Enviada em 27/10/2018

O documentário “Muito além do peso”, dirigido por Estela Renner, aborda o triste drama de crianças obesas, demonstrando os efeitos nefastos do alto consumo de alimentos industrializados. Hodiernamente, inúmeros são os infantes que se encontram nesse quadro alarmante no Brasil. Logo, é necessário combater os desafios à obesidade infantil no país, devido, infelizmente, não somente à falta de limites de muitos pais na educação alimentar de seus filhos, mas também aos veículos de comunicação, como a televisão.

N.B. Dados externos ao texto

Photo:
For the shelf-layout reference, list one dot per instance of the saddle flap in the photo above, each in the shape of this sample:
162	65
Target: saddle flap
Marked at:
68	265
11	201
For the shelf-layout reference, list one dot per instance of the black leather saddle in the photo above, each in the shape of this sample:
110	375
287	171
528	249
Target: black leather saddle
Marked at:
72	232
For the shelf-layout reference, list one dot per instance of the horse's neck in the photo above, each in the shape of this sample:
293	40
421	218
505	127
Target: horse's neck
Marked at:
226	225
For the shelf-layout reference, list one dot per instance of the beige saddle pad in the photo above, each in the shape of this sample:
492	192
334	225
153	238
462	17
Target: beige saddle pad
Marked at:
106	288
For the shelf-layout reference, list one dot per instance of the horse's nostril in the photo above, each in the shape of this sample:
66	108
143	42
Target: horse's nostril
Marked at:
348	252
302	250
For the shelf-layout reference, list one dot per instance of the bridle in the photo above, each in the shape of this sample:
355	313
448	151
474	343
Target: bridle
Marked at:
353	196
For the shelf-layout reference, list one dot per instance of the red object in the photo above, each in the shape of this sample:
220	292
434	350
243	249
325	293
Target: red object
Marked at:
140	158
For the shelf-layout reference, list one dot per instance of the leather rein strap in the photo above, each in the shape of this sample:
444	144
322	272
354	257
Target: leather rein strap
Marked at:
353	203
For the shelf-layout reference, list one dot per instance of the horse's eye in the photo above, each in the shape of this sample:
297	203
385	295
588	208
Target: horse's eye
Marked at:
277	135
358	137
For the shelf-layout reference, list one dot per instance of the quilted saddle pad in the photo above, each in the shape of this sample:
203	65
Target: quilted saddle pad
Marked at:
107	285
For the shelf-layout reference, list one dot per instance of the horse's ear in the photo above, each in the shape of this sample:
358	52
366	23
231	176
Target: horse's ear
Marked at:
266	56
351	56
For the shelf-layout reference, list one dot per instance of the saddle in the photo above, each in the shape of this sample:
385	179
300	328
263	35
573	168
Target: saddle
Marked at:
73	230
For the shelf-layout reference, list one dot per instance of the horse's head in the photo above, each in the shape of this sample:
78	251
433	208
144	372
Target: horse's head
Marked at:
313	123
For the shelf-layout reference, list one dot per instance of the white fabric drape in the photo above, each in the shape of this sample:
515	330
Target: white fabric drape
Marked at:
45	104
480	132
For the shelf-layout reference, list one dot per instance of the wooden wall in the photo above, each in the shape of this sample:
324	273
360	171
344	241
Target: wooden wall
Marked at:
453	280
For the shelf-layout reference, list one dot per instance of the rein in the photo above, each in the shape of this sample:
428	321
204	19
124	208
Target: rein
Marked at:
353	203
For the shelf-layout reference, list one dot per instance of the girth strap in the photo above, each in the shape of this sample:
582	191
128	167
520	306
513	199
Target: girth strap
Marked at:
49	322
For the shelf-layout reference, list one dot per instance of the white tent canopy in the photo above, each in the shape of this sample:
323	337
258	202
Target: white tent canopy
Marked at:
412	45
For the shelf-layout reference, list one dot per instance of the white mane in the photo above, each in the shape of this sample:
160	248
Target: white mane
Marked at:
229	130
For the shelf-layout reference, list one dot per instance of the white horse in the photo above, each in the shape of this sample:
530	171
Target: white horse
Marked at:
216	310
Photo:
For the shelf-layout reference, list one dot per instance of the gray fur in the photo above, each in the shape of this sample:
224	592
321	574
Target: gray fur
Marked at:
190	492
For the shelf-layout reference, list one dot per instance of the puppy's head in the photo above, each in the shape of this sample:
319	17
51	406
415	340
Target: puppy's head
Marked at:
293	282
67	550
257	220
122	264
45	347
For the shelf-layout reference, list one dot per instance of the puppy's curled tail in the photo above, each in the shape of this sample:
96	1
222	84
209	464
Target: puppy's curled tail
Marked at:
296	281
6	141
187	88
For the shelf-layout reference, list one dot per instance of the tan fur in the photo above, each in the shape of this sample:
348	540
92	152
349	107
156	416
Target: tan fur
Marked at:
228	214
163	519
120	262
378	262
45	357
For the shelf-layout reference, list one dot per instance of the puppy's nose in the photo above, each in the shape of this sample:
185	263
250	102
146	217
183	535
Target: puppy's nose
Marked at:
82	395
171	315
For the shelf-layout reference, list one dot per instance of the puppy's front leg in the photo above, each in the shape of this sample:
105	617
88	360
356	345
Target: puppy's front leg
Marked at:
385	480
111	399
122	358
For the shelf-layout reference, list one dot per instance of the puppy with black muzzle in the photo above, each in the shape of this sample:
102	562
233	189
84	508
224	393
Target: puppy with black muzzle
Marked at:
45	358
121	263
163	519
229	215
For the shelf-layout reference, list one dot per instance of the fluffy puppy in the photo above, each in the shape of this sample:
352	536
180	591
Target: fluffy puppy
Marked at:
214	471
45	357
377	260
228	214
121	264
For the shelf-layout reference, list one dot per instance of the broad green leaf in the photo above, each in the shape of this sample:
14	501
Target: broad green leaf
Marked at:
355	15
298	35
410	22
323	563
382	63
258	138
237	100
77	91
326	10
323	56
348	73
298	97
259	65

Inicialmente, segundo Talcott Parsons, filósofo estadunidense, a família é fundamental na formação e desenvolvimento infantil. Portanto, sob esse viés, a ausência de barreiras dos pais no cardápio alimentar de seus filhos constitui um grave entrave no combate à obesidade infantil. Nesse contexto, assim como retratado no documentário “Muito além do peso”, visando a atender as demandas das crianças, muitos adultos fornecem-nas alimentos ultraprocessados, como os refrigerantes e salgadinhos, para a sua alimentação, que, em excesso, aumentam a massa adiposa no corpo, levando, por conseguinte, à obesidade. Ademais, a ingestão excessiva desses produtos acarretam outros danos à saúde, como a diabetes tipo 2 e a elevação da pressão.

Outrossim, além da displicência parental, as fontes midiáticas, a exemplo da internet e televisão, representam um outro impasse contra a obesidade infantil, pois, as crianças - seres sem uma formação crítica plenamente formada - são facilmente manipuladas pelas propagandas alimentícias a consumir produtos industrializados. Destarte, muitas delas incluem esses alimentos nocivos à saúde nas suas refeições diárias, contribuindo, deste modo, com o número de infantes obesos no Brasil. Aliás, tal atitude pode aumentar a incidência de casos de depressão entre as pessoas dessa faixa etária, uma vez que, acima do peso, elas são marginalizadas por não “atenderem” os padrões físicos impostos pela consciência coletiva.

Logo, diante dos argumentos supracitados, cabe aos pais educarem seus filhos, por meio da criação de limites e do bom exemplo, acerca do consumo de alimentos industrializados - haja vista a grande importância parental na formação infantil, como proposto por Talcott Parsons -  a fim de balancear a alimentação das crianças e, consequentemente, diminuir os casos de obesidade entre elas. Ademais, faz-se necessário o Ministério da Educação desenvolver projetos, como palestras, debates e cartilhas, a respeito dos efeitos nocivos da ingestão desacerbada de produtos ultraprocessados, com o fito de diminuir a influência das propagandas alimentícias e, por conseguinte, o consumo desses insumos.